See the reason is advised a alternate approach is that I was hoping you'd take a hint. The alternate approach is simpler, less code and faster and gives you a construction history, because thats how you use MEL. Now i have to explain for the millionth of time how maya does NOT work the way you think it does. If you want to approach this problem with this approach use the maya API its there for this purpose.
You can not use xform -rotateAxis the way you think becasue maya nodes are auxiliaries to specific nodes. xform is the auxilliary to the transformation node it does not have much of a purpose outside manipulation of transforms. Granted maya abstracts selections as temporary transforms but these transforms don't have ALL properties to transforms.
The bottom line is your solution needs to end up with a node of somekind, the less you sue time to manually manipulate things the better your nodes behave.
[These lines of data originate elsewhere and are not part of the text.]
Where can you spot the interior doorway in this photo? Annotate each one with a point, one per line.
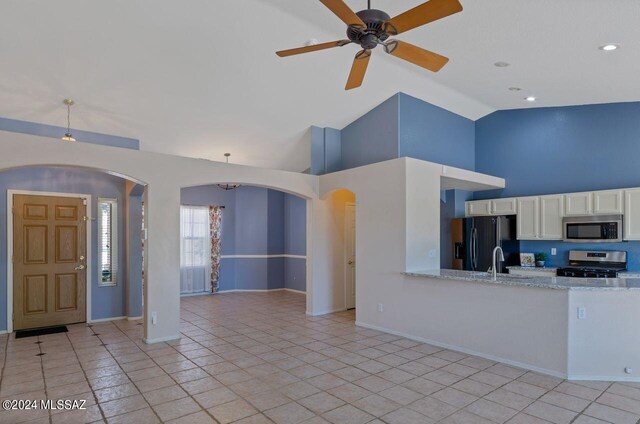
(350, 254)
(49, 260)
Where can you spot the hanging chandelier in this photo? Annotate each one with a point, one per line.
(68, 136)
(228, 186)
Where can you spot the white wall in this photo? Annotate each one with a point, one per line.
(522, 326)
(163, 175)
(607, 341)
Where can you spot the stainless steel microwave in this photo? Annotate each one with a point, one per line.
(593, 229)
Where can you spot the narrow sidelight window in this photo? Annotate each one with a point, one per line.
(107, 241)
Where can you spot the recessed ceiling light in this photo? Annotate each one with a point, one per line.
(609, 47)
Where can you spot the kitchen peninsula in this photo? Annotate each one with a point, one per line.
(576, 328)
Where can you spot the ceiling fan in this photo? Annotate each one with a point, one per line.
(371, 27)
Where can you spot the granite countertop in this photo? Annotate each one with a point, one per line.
(533, 268)
(629, 274)
(558, 283)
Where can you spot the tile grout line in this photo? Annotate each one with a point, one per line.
(85, 376)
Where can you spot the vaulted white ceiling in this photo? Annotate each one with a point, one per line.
(200, 77)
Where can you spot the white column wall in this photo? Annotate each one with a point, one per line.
(163, 176)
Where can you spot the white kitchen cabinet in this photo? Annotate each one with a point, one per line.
(608, 202)
(632, 214)
(578, 204)
(478, 208)
(551, 214)
(503, 207)
(528, 218)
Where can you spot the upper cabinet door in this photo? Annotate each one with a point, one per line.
(478, 208)
(608, 202)
(528, 218)
(577, 204)
(503, 207)
(632, 214)
(551, 213)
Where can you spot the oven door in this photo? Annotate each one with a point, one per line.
(593, 229)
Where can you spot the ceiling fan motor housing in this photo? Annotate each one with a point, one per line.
(374, 33)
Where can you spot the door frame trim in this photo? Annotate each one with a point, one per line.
(346, 259)
(10, 194)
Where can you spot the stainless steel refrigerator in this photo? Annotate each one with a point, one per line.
(475, 238)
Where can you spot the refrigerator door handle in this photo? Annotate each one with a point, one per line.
(474, 249)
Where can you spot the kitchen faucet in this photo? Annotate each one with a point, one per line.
(494, 264)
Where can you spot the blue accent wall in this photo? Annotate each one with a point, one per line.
(434, 134)
(106, 302)
(372, 138)
(44, 130)
(401, 126)
(326, 150)
(257, 222)
(562, 150)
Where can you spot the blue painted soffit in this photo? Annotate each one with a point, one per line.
(33, 128)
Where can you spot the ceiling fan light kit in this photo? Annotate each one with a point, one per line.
(371, 27)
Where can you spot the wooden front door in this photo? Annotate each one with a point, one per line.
(49, 261)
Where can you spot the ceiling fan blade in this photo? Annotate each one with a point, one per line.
(423, 14)
(358, 69)
(344, 12)
(416, 55)
(315, 47)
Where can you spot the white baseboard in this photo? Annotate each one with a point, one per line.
(247, 291)
(603, 378)
(196, 294)
(258, 291)
(161, 339)
(333, 311)
(463, 350)
(105, 319)
(262, 256)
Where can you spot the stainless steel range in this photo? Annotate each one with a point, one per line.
(594, 264)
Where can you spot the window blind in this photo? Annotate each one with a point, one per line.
(107, 241)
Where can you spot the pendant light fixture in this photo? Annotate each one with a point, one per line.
(68, 136)
(228, 186)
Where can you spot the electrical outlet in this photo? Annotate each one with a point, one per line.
(582, 313)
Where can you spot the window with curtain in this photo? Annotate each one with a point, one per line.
(195, 246)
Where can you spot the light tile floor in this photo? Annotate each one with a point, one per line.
(255, 358)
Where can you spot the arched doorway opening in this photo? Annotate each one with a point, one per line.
(76, 227)
(248, 238)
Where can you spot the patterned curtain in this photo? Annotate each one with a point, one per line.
(215, 221)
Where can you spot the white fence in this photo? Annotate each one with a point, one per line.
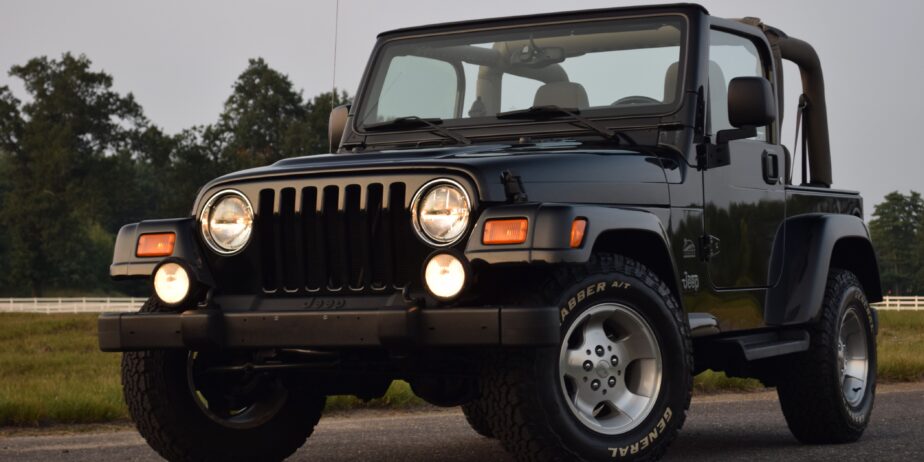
(913, 302)
(100, 305)
(69, 305)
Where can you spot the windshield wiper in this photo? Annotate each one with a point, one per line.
(551, 111)
(414, 121)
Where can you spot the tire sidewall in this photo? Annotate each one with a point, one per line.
(665, 416)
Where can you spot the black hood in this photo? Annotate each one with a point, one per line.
(550, 172)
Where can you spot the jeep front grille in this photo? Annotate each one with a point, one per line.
(327, 238)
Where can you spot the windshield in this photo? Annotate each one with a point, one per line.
(602, 67)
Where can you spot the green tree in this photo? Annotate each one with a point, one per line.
(896, 230)
(258, 118)
(265, 119)
(67, 167)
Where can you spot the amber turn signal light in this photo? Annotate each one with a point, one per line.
(578, 227)
(507, 231)
(156, 245)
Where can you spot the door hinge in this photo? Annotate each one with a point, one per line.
(709, 247)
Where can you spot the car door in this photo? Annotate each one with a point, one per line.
(745, 200)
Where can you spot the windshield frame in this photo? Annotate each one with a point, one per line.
(374, 68)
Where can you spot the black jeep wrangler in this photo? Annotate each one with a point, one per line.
(554, 221)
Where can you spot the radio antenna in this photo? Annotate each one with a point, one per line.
(333, 78)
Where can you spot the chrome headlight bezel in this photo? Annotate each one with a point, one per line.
(205, 227)
(421, 194)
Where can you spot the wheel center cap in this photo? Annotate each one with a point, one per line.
(603, 369)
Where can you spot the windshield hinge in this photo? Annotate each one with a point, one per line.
(709, 246)
(513, 187)
(710, 155)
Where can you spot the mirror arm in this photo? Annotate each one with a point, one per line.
(724, 136)
(710, 155)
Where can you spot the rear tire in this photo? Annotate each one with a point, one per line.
(629, 408)
(476, 413)
(175, 423)
(827, 397)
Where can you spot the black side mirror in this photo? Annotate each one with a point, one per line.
(751, 104)
(336, 124)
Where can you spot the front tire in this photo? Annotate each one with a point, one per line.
(188, 421)
(827, 397)
(548, 405)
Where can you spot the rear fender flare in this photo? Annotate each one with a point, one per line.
(811, 245)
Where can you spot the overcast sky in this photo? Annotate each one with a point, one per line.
(179, 58)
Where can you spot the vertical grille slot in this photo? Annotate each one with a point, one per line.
(289, 244)
(332, 213)
(268, 239)
(379, 258)
(356, 236)
(400, 232)
(314, 263)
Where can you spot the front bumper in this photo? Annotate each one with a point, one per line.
(442, 327)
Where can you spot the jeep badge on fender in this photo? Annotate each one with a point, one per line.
(552, 221)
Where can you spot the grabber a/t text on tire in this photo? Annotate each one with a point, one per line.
(827, 395)
(188, 413)
(617, 387)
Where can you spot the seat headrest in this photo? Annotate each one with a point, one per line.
(563, 94)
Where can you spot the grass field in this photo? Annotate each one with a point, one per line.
(52, 372)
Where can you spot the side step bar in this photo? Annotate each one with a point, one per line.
(740, 355)
(768, 344)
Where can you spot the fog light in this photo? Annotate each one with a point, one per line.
(445, 275)
(171, 283)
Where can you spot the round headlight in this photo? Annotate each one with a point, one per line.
(227, 222)
(440, 211)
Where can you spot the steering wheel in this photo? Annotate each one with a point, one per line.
(635, 99)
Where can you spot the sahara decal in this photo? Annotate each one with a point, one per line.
(690, 282)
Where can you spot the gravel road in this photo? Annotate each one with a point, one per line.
(726, 427)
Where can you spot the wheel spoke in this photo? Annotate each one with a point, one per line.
(574, 364)
(634, 347)
(594, 334)
(585, 400)
(629, 404)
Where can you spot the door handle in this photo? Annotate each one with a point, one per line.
(771, 168)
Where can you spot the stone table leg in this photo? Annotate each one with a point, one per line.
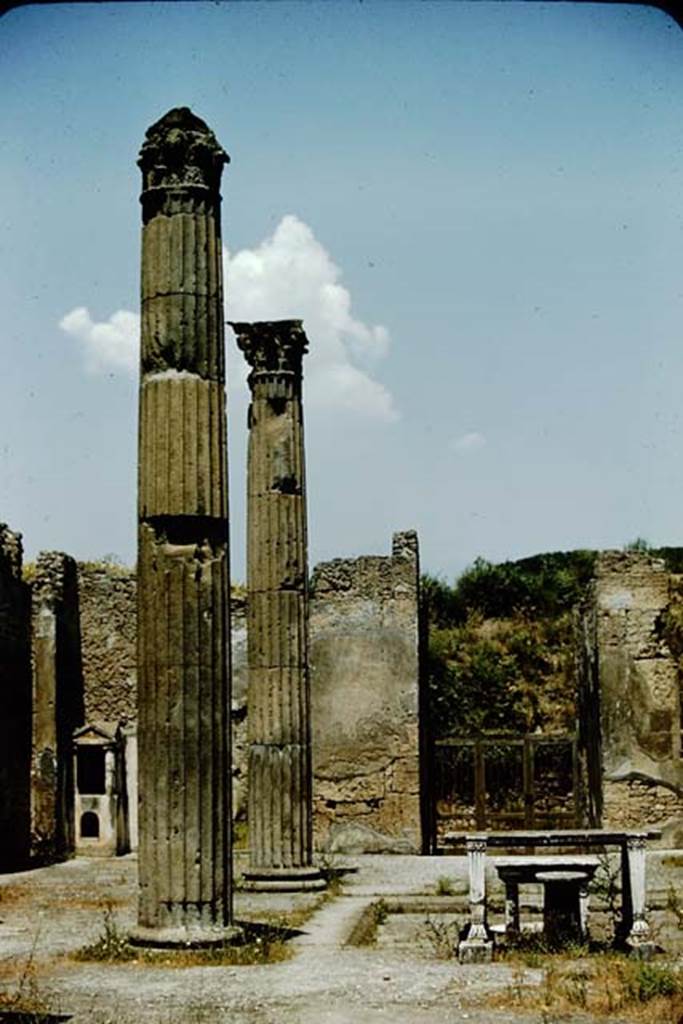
(511, 909)
(476, 947)
(636, 929)
(584, 901)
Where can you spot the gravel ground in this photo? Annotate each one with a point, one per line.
(47, 913)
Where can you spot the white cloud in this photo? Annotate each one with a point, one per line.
(109, 345)
(289, 274)
(468, 442)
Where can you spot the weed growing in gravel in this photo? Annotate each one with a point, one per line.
(27, 1001)
(440, 937)
(263, 943)
(365, 931)
(644, 991)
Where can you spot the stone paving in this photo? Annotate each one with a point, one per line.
(47, 913)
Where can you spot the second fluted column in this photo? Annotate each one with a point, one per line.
(280, 772)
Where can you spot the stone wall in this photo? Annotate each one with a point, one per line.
(109, 627)
(630, 695)
(365, 690)
(14, 705)
(57, 702)
(365, 701)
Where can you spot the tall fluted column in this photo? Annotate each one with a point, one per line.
(183, 609)
(280, 774)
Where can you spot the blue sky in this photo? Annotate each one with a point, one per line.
(477, 208)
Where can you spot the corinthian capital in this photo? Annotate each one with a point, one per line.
(272, 346)
(180, 150)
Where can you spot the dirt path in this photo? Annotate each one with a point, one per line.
(46, 914)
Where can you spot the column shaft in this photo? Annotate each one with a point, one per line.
(183, 574)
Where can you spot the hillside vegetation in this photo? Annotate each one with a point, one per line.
(501, 645)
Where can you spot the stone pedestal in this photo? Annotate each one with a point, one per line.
(183, 609)
(280, 772)
(477, 946)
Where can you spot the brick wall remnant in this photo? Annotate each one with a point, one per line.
(366, 700)
(14, 705)
(630, 694)
(109, 631)
(57, 702)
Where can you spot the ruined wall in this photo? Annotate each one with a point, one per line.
(109, 628)
(14, 705)
(365, 692)
(108, 597)
(365, 700)
(57, 702)
(631, 695)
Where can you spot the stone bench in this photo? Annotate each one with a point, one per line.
(634, 932)
(565, 903)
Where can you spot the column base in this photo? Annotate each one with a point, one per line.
(284, 880)
(185, 938)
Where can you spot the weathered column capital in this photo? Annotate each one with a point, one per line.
(180, 155)
(272, 347)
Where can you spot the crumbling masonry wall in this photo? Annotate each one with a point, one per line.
(365, 701)
(365, 690)
(630, 697)
(109, 627)
(14, 705)
(57, 702)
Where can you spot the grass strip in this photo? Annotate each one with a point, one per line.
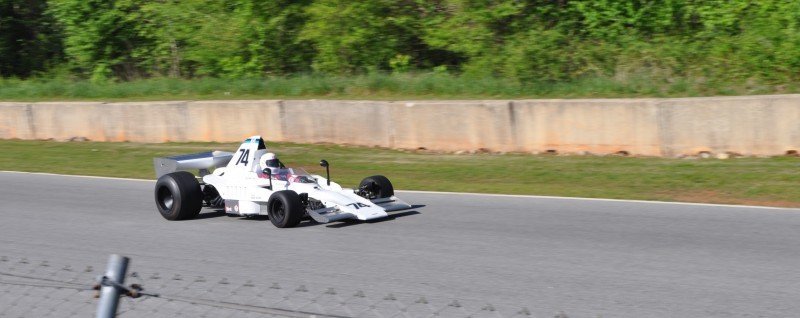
(752, 181)
(378, 86)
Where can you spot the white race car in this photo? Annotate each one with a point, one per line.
(244, 183)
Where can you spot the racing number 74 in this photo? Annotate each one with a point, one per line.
(243, 157)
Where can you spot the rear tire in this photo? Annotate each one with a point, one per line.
(285, 209)
(178, 196)
(376, 187)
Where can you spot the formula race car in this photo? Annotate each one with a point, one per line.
(252, 181)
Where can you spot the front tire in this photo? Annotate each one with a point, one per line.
(376, 187)
(178, 196)
(285, 209)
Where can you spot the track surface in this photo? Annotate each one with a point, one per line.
(584, 257)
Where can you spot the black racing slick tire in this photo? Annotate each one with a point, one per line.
(376, 187)
(285, 209)
(178, 196)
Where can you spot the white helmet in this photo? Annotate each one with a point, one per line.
(269, 160)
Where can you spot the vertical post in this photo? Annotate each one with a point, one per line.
(109, 294)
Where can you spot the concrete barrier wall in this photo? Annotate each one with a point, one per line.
(752, 125)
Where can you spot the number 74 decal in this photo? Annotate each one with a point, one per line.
(358, 205)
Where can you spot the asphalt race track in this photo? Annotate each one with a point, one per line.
(587, 258)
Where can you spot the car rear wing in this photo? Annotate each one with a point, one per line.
(202, 162)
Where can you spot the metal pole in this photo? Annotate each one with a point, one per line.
(109, 294)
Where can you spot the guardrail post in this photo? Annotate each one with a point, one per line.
(109, 293)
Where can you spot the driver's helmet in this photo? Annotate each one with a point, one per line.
(269, 160)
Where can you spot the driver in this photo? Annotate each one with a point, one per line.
(270, 160)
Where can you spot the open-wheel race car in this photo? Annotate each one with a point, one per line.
(252, 181)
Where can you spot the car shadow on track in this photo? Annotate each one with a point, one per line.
(345, 223)
(392, 216)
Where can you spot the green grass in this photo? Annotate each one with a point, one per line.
(757, 181)
(372, 86)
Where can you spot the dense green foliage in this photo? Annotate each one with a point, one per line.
(712, 42)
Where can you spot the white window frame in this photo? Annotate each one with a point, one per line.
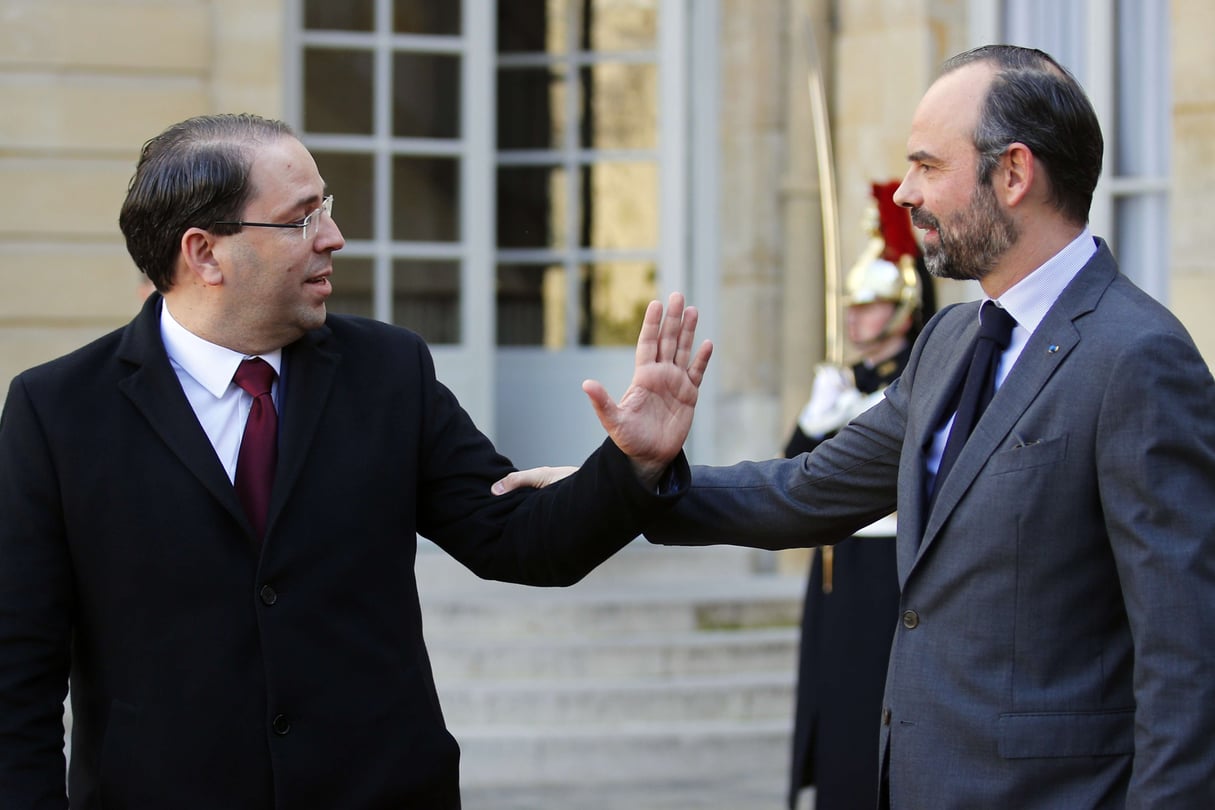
(1090, 28)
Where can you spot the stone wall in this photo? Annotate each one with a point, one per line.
(84, 84)
(1192, 295)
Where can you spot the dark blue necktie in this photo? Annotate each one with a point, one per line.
(259, 446)
(995, 332)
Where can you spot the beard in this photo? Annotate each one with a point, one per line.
(972, 242)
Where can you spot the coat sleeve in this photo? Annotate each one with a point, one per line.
(1156, 471)
(541, 537)
(35, 610)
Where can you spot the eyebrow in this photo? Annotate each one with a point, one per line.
(310, 202)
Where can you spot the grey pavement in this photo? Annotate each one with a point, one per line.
(753, 793)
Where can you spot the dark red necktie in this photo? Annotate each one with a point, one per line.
(259, 446)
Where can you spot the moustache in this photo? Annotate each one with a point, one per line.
(924, 220)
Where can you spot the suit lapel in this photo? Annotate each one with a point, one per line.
(1044, 353)
(308, 381)
(154, 390)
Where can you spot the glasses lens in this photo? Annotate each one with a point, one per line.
(312, 221)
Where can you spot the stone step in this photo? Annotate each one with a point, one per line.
(639, 560)
(585, 754)
(498, 611)
(609, 704)
(685, 655)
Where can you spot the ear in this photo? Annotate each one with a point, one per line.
(199, 256)
(1016, 174)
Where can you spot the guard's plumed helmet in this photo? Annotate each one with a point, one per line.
(886, 267)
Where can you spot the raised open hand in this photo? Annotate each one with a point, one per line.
(651, 420)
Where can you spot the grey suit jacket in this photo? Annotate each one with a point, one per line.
(1056, 644)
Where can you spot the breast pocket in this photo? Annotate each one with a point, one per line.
(1024, 454)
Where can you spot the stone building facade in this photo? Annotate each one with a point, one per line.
(84, 83)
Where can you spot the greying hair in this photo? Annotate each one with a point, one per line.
(192, 175)
(1035, 101)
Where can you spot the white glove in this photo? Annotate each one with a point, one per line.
(834, 401)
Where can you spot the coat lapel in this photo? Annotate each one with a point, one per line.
(310, 372)
(1043, 355)
(154, 390)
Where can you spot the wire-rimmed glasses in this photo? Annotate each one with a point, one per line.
(308, 226)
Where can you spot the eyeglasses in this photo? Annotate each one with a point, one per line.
(308, 226)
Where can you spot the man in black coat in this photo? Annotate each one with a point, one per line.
(231, 656)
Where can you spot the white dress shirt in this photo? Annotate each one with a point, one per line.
(1027, 301)
(205, 373)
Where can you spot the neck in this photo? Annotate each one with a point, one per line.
(1035, 245)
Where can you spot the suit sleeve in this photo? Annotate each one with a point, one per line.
(1156, 468)
(35, 609)
(819, 498)
(541, 537)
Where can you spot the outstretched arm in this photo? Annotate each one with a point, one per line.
(651, 420)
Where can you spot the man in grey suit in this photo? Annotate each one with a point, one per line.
(1055, 645)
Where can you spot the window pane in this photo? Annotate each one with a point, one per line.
(532, 26)
(1142, 97)
(351, 285)
(337, 91)
(427, 17)
(531, 305)
(531, 207)
(351, 15)
(531, 108)
(621, 210)
(425, 199)
(622, 24)
(622, 103)
(615, 295)
(425, 298)
(350, 180)
(425, 89)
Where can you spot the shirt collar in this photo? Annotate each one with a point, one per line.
(1030, 298)
(210, 364)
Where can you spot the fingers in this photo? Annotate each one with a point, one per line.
(536, 477)
(687, 335)
(599, 398)
(672, 328)
(699, 363)
(648, 339)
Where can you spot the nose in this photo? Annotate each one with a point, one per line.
(329, 237)
(906, 194)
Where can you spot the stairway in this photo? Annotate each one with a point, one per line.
(662, 664)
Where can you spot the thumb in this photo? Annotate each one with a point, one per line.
(600, 401)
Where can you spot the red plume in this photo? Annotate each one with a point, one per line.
(894, 222)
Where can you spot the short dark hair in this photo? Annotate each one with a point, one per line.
(192, 175)
(1035, 101)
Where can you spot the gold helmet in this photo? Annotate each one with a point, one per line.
(886, 268)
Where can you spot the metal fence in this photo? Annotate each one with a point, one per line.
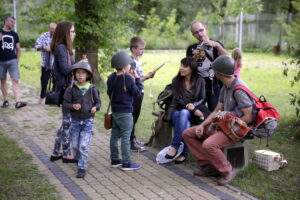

Besides you get graphical user interfaces, build tools and user configuration for free when you use nodes.
Heres a very quick and dirty example i could do it much cleaner and make all transforms disappear into history but i have other things to do. Likewise i could eliminate twist problems on 3d curves but frankly so should you, again recurse as many times as you like.
{
$selection=`ls -sl`;
for ($item in $selection){
$rebuld = `rebuildCurve -ch 1 -rpo 0 -rt 0 -end 1 -kr 2
-kcp 0 -kep 1 -kt 0 -s 50 -d 3
$item`;
hide;
$twistSurf=`circle -c 0 0 0 -nr 0 1 0
-sw 360 -r 1 -d 3
-ut 0 -s 8 -ch 1`;
hide;
$ext= `extrude -ch true -rn false -po 0 -et 2 -ucp 1 -fpt 1
-upn 1 -rotation 0 -scale 1 -rsp 1 $twistSurf[0] $rebuld[0]`;
hide;
$shape=`listRelatives -shapes $ext[0]`;
$maxV = `getAttr ($shape[0]+".sv")`;
print $maxV;
curveOnSurface -d 1 -uv 0 0
-uv (12*8) ($maxV) -k 0 -k 1 $ext[0];
duplicateCurve;
}
};
pm me if you want that script to peek at.
Not really. If you want community support then you do it in the open. That is the proce of asking on a forum.